Light rail station in Aurora, Colorado

Nine Mile station is an RTD light rail station in Aurora, Colorado, United States. The station opened on November 17, 2006, and is operated by the Regional Transportation District. It is currently served by the R Line.

When the station opened in 2006, it was the outbound terminus of the G and H Lines. The G Line was discontinued in 2009; after the R Line began operations over the G Line's former route in 2017, the terminus of the H Line was extended northeast to Florida station. The H Line is currently suspended due to the Downtown Rail Reconstruction Project; passengers wishing to follow the H Line's typical service pattern must use the R and E Lines to do so, with a transfer at Belleview, until the project is complete.

== Station layout ==
| 2F Platform Level | ← northbound |
| Northbound | ← toward Peoria (Iliff) |
Island platform, doors will open on the left
| Southbound | toward RidgeGate Parkway (Dayton) → |
southbound →
| 1F | Pedestrian tunnel |
/ Parker Road; bus bays; parking
The station is in the median of Interstate 225. A pedestrian tunnel under the southbound lanes links the station to its bus bays and parking lot, located in the middle of the interchange between I-225 and Parker Road.
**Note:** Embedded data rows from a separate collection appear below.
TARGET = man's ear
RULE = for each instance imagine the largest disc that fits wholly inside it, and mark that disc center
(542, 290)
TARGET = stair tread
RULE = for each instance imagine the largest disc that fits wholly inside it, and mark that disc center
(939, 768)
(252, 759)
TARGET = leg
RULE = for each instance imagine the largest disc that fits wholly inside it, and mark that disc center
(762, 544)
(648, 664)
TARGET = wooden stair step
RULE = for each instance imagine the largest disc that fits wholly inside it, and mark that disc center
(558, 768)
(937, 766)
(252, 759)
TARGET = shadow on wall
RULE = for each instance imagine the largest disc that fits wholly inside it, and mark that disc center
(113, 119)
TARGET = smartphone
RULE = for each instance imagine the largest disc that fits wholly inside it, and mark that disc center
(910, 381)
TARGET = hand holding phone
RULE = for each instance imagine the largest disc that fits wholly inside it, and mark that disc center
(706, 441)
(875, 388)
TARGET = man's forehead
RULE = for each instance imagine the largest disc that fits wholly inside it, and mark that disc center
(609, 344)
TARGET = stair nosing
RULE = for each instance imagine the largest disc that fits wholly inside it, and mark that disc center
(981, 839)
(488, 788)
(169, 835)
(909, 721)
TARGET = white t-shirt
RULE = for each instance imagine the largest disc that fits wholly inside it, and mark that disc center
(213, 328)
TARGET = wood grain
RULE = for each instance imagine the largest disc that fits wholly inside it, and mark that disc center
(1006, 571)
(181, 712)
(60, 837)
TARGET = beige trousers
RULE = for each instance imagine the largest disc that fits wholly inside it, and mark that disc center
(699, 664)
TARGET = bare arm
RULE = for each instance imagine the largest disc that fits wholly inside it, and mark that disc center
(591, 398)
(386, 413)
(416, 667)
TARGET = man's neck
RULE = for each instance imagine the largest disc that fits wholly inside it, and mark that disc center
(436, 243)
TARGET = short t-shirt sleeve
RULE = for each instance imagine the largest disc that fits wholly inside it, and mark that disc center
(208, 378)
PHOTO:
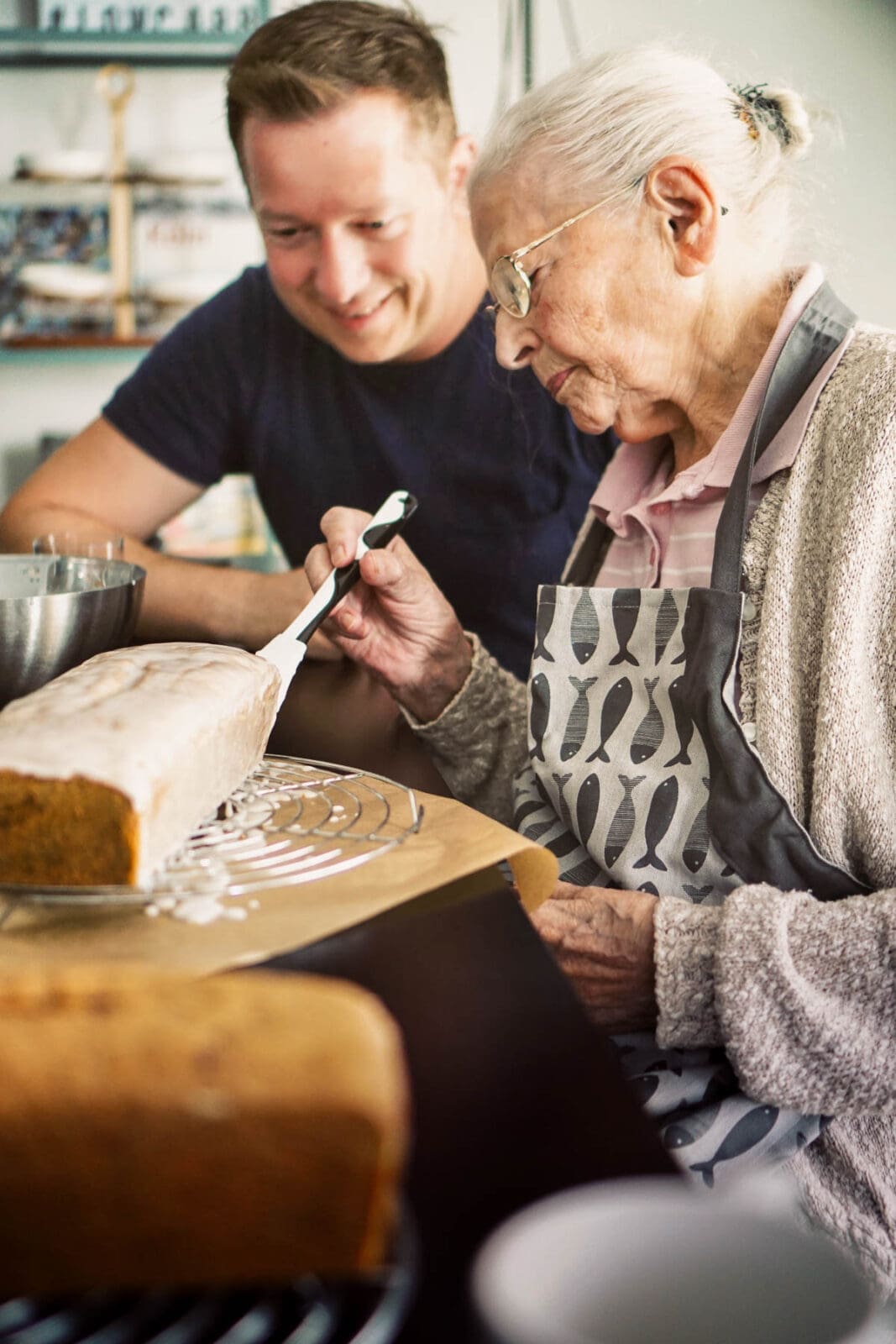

The station serves as a major transit hub for southeast Denver and south Aurora. The AT and ATA bus routes provide nonstop service from Nine Mile to Denver International Airport, often completing the journey quicker (albeit much less frequently) than the R Line.

Nine Mile station is named after, and built at the approximate location of, the historic Nine Mile House, one of several stage stops along the Smoky Hill Trail. This stop was nine miles from Denver.